Meeting my grandparents for the first time was undoubtedly the highlight of my experiences. In the small town of Tay Ninh, northwest of Ho Chi Minh City, I arrived with tears of joy seeing my mom's parents waiting patiently for my arrival. I couldn't explain in words how I felt. Neither could they. Our language barrier kept us distant, but their love kept me close. I realized that the importance of family and relationships seem to get lost in the career-building, money-making lives of so many Americans. My mom knew it was because of me that her parents battled through their long-term bouts with cancer. They wanted to stay alive long enough to see their grandson.
Still, I could feel the heartbreak of my parents. Although our reunion was special, being in Vietnam for them was a swirl of emotions.
My mom missed her family. I thought about how much strength it took for her to leave her parents knowing she would rarely ever see them again. After all, her father, a commander in the South Vietnamese army, barely survived eight years in a so-called "re-education camp" after the South fell. But Vietnam was their home and they couldn't leave.
My dad, a man of few words, was even harder to figure out. This was his first time back since leaving for Southern Illinois University (where he met my mom). I joked about finally meeting the in-laws more than 30 years later, but it wasn't the meeting that scared him the most.
He felt more and more alienated from his homeland. The places where he played as a kid had disappeared. Even Vung Tau, his hometown, was slowly developing into a resort town. In other ways, Vietnam had stayed the same. The symbols of war, of communism made him wince: The red flag (of communism) with the yellow star "of the people," the pictures of "Uncle Ho." I wanted to tear apart the red and yellow flag T-shirts my shipmates bought and wore happily. A souvenir to my friends was a horrible reminder to my parents.
But it was the corruption of the police that sent my dad packing in disgust. During his entire visit in Vietnam, the police monitored him. Phone calls in the middle of the night demanded that he report to the station in the morning for no apparent reason. The U.S. embassy could not even stop the police from trying to track him down and throw him in prison, all because "we want to see his face." There was no judicial system, no fair trial. The police could do what they pleased with him. Bribery was the judge.
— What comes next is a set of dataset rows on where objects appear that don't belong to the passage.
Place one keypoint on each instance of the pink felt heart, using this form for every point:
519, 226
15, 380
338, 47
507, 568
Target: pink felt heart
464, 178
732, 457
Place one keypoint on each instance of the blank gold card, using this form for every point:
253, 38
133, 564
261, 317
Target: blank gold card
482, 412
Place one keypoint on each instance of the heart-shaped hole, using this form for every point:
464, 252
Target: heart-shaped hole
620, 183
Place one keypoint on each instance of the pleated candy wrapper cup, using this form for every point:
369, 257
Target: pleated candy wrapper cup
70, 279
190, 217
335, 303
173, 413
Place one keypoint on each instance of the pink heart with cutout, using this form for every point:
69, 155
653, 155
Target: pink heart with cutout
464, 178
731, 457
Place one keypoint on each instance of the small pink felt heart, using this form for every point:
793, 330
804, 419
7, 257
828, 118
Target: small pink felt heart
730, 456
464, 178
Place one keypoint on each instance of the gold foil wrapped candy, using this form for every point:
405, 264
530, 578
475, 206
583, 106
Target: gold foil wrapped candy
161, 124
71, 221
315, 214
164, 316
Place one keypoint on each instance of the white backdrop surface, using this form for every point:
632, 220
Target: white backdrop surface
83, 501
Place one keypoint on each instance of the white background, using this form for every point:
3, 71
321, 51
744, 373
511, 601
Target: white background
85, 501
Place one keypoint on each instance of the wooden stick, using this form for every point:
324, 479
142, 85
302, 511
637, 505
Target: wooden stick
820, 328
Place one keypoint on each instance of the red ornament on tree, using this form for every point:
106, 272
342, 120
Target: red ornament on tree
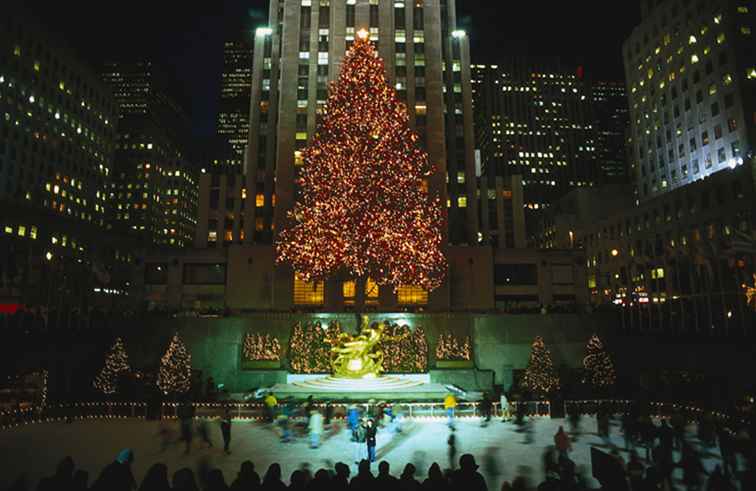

Vietnam welcomed tourists with open arms, as long as they weren't Vietnamese influenced with Western ideas. My dad left on a stand-by flight to Korea a week before he had planned. He had had enough. He knew he could never return. He knew the police would think he had something to hide.
"Dad, don't you ever want to come back?" I asked.
"David, times have changed," my dad replied. "I don't belong any more. I have seen enough. Vietnam is your heritage, but America is your home. Be proud of both."
As I left Vietnam, I was proud to be both. And I was proud to be different.